Don't beat yourself up, or let others beat you up for having to deal with the painful aftermath caused by the betrayal of someone you believed would never hurt you. Reconciliation requires much patience. Give yourself the precious gift of time to heal.
Inner peace begins the moment you choose not to allow another person or event to control your emotions.
I'm not sure if I have truly forgiven my WH or not. We are working through things. I have had him read things from The Healing Library. I asked him to read the book How to Help Your Spouse Heal From Your Affair. Surprisingly to me, he did. My WH reading these has made a big difference. They explained the BS feelings and that what we are going through is very traumatic and cannot just be brushed aside. It has to be dealt with by both people to make the necessary changes.

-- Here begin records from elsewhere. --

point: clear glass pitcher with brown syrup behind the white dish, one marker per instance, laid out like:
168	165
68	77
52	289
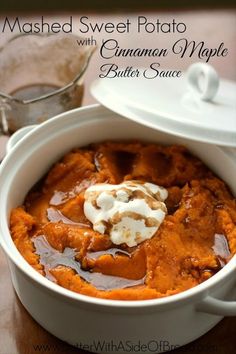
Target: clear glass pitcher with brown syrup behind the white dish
41	76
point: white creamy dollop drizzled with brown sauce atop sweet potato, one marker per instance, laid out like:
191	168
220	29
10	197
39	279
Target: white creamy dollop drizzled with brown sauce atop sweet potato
130	212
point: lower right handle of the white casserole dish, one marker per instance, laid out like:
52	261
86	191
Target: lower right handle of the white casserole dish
217	307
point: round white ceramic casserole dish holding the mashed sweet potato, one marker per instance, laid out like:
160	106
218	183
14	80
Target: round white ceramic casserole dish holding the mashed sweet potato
160	324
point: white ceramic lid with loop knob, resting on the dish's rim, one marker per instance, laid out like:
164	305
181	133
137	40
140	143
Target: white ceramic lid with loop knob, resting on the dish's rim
196	105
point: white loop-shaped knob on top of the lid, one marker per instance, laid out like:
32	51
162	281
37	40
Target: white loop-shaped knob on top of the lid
203	81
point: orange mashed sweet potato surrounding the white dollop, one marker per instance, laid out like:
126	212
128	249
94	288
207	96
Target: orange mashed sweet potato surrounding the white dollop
196	239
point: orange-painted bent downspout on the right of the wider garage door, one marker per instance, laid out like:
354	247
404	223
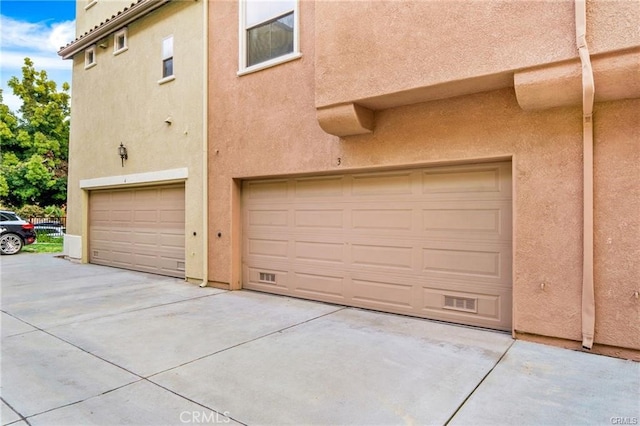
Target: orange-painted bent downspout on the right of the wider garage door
588	90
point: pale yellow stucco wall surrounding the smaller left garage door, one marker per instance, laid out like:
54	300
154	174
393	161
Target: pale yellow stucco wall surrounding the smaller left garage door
120	100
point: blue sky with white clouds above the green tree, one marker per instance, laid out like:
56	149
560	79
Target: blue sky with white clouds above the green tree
37	29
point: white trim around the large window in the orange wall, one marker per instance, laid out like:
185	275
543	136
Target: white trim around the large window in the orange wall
243	69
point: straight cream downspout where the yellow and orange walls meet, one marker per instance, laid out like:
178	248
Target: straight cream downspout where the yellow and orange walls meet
205	145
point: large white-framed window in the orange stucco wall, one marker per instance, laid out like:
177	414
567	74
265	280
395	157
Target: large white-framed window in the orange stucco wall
269	33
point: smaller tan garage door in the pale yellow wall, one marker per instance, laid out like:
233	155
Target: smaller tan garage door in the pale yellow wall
140	229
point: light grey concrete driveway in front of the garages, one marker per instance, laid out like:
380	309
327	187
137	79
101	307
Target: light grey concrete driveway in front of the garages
86	344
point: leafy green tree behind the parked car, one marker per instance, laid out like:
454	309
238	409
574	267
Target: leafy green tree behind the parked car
35	142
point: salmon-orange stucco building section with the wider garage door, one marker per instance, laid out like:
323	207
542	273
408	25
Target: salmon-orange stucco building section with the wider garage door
426	158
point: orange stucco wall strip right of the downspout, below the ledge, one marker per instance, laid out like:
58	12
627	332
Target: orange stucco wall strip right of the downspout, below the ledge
617	222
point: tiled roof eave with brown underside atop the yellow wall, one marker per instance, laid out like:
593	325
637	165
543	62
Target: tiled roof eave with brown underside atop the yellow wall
129	14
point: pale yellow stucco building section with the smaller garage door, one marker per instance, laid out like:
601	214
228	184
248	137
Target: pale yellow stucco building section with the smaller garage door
138	81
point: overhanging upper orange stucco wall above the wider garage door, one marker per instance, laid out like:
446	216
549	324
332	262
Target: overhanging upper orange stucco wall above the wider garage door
368	50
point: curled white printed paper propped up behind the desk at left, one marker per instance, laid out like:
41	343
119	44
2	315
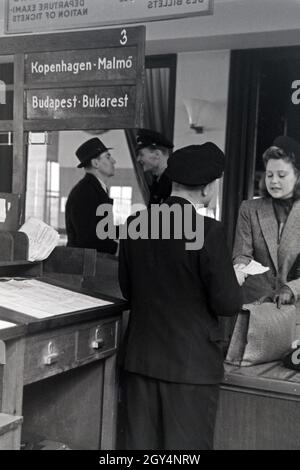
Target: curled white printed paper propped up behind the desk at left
42	239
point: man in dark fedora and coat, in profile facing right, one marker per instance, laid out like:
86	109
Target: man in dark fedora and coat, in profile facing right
88	194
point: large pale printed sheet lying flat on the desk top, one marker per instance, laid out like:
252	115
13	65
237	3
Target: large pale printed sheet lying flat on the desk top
41	300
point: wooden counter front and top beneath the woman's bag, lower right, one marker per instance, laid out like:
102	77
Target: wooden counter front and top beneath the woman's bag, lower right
259	408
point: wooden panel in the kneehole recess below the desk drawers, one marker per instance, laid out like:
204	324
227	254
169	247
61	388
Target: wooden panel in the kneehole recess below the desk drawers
66	408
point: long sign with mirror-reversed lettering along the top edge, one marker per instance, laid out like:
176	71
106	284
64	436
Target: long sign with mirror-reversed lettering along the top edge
46	15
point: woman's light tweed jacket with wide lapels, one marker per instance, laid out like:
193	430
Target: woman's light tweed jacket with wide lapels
257	238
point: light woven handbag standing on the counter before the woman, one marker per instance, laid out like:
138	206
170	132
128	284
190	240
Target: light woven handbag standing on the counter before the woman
262	333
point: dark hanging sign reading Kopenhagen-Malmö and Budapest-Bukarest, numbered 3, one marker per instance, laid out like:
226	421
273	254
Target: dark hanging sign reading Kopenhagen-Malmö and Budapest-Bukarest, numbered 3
103	85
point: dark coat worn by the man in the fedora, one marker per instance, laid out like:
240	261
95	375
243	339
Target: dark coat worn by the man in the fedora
81	219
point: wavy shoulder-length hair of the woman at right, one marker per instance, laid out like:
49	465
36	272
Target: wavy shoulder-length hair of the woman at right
276	153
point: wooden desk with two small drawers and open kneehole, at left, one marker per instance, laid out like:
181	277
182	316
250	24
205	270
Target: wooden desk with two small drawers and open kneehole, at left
60	375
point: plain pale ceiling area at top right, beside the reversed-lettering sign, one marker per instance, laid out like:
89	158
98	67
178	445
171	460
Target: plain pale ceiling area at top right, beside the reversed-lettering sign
234	24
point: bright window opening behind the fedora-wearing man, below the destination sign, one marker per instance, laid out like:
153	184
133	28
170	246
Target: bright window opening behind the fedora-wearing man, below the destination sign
52	173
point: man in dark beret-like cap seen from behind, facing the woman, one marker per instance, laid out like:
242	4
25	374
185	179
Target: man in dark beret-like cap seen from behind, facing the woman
173	359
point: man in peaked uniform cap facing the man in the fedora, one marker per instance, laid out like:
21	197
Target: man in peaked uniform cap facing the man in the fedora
153	151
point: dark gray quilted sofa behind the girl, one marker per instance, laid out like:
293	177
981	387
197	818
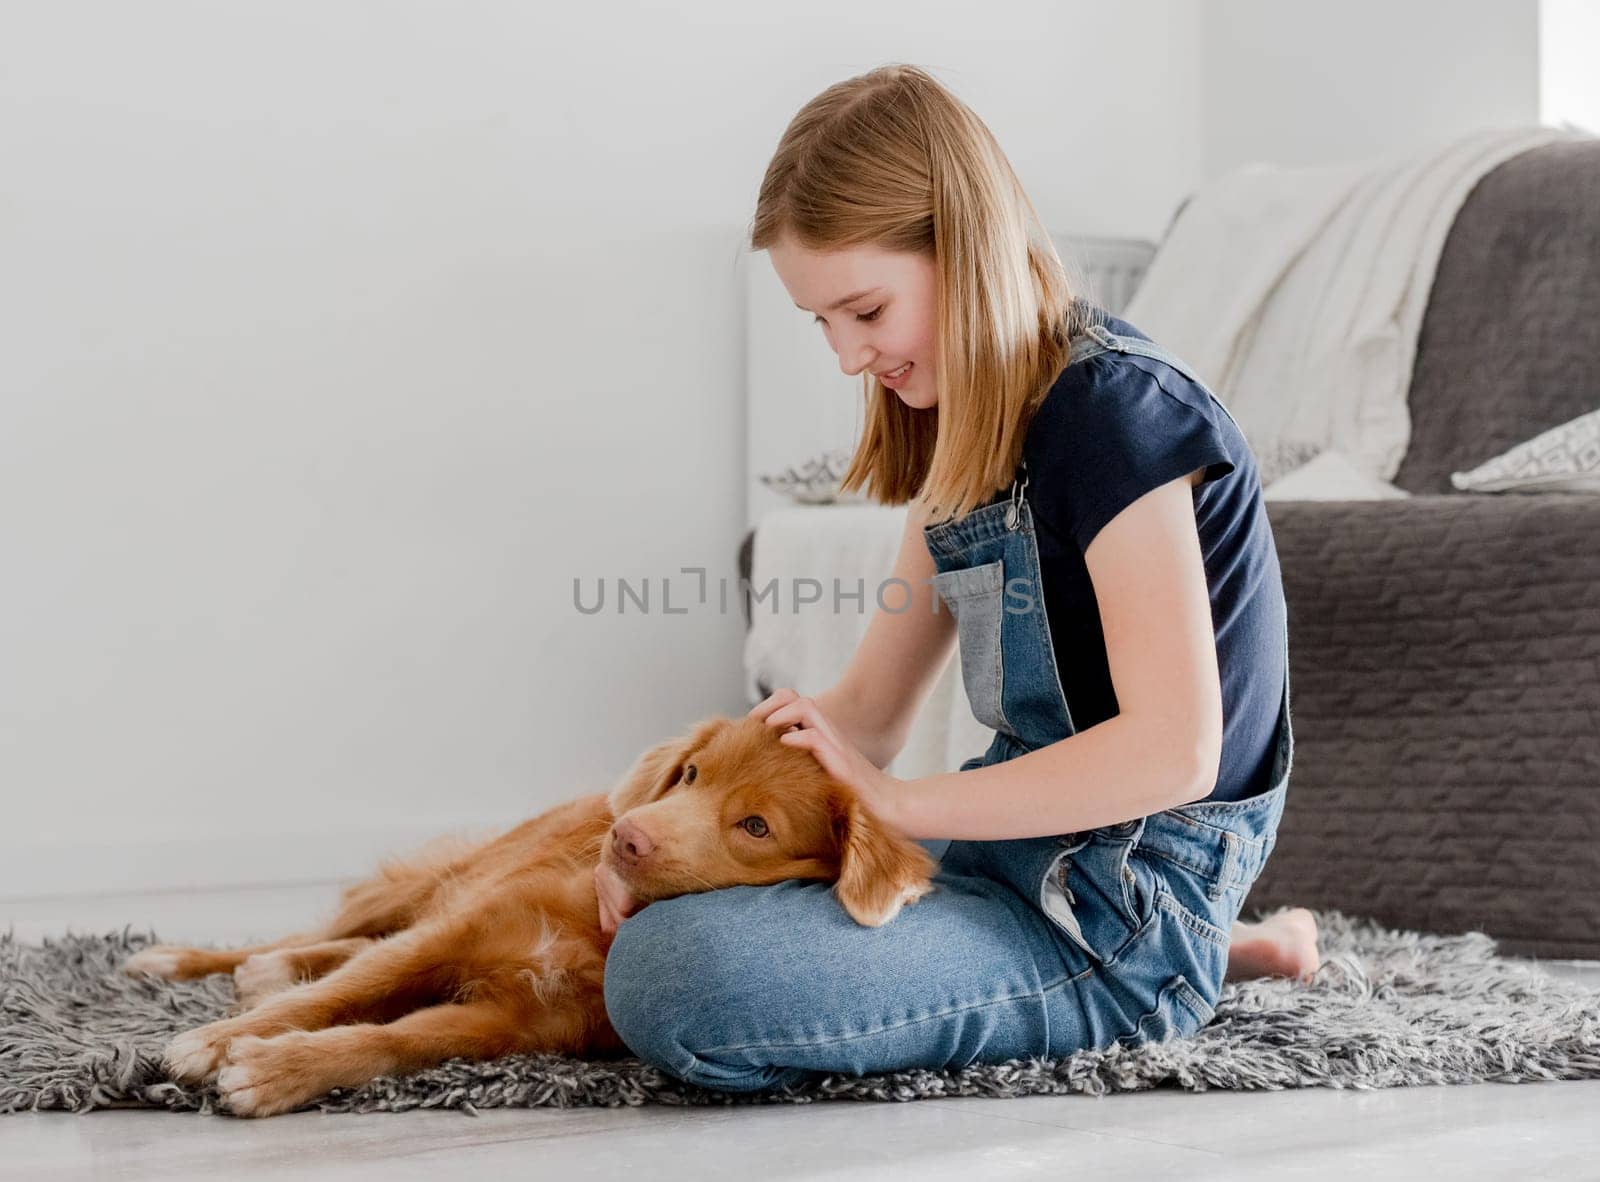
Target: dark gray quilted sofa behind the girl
1446	649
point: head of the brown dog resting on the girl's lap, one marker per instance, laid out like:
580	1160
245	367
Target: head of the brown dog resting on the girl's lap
730	805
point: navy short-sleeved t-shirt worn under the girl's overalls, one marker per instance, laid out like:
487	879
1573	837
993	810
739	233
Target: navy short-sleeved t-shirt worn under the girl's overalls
1113	428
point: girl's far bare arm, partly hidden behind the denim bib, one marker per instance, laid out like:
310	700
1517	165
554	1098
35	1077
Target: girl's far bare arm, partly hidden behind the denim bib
900	658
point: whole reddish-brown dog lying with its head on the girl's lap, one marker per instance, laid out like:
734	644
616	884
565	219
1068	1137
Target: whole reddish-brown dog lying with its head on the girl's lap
497	949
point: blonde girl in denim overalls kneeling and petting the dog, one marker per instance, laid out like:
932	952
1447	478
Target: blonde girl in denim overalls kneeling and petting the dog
1092	517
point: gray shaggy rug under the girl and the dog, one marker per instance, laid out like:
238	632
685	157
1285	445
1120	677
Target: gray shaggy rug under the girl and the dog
1386	1010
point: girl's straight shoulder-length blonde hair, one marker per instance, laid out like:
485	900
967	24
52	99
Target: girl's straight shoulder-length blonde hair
894	161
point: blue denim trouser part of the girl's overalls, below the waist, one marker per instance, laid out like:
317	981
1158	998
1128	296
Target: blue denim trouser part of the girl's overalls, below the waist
754	988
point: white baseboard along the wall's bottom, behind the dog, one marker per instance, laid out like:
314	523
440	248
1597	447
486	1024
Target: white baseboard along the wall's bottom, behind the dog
207	861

I hope everyday the triggers will be less impactful...I think this will always be a work in progress. Some days good, some days not so good.
When I looked for an IC, I looked for one that specializes in PTSD. My SIL was cheated on in her first marriage and has given me very helpful information. I'm sure you have already thought about it, but you might look for a new IC.
Best of luck down this rough road!
Your Therapist Blows. Sorry, but that is unacceptable, and then to find out that you are very early in R, and they are expecting you to forgive????
True forgiveness for this shitstorm takes years if ever for most of us that have had successful R, and that is with a WS that does the work of R, and fixes the ugly broken bits within themselves.
DO NOT try to force forgiveness. Tell your spouse you are willing to move down the road of R with hopes of reaching forgiveness at some point, but if you rush it, you won't heal, and then it's just like a festering wound. The scab looks clean, but underneath, it's just getting more and more infected. You have to allow yourself time to heal, grieve, and get used to the fact that the old M is dead, and you are rebuilding a new one.
If it's yours then I strongly suggest you get a new therapist. That's outrageously out of line. Who the hell gave that person credentials? IC is suppose to help you, not fuck you up more. That pisses me off for you to no end. Beyond messed up. OMG!
Inhale, exhale. Ok after my fit.
If it's HIS IC saying that my first thought is that he is lying to you and probably his therapist too.
As pp stated, triggers come from trauma. A therapist that has your well being as a priority would not ask you to rugsweep a trauma. That's what makes the comments so abhorrent. Whoever made then isn't interested in helping you.
If it is your therapist, get a new one, don't even go back. This is not an over reaction.
I can't even believe someone had the gall to tell you that. Who says that? Somebody cruel, or stupid.
Delay is the deadliest form of denial. - C. Northcote Parkinson
Your standards aren't up for negotiation just because he/she can't meet them.
11 mo EA/PA
I like bionic's example of the car crash. Mine is when an infant scream/cries = I immediately tense up and want to cry as my son did this for almost two years due to illness.
Its a visceral reaction. It eases over time and some triggers are known (like a song or a place)and some we just stumble upon (like an unexpected scene in a movie).
I haven't read the other posts but.....
WBF and IC think so.
If your IC thinks triggers are a sign of unforgiveness, you need to find another IC
Is there a correlation between triggers and ones ability to forgive?
No correlation whatsoever.
Triggers are most likely caused by temporary PTSD, which may later turn into entrenched PTSD, if a wayward is unremorseful or trickle truthing.
She's also used some of the vocabulary of PTSD for describing what I'm going through, and has stressed that healing will mean a lot of over and over and over and over.
I would certainly look for a new counsellor--there certainly are some out there who will be more understanding of what you are going through!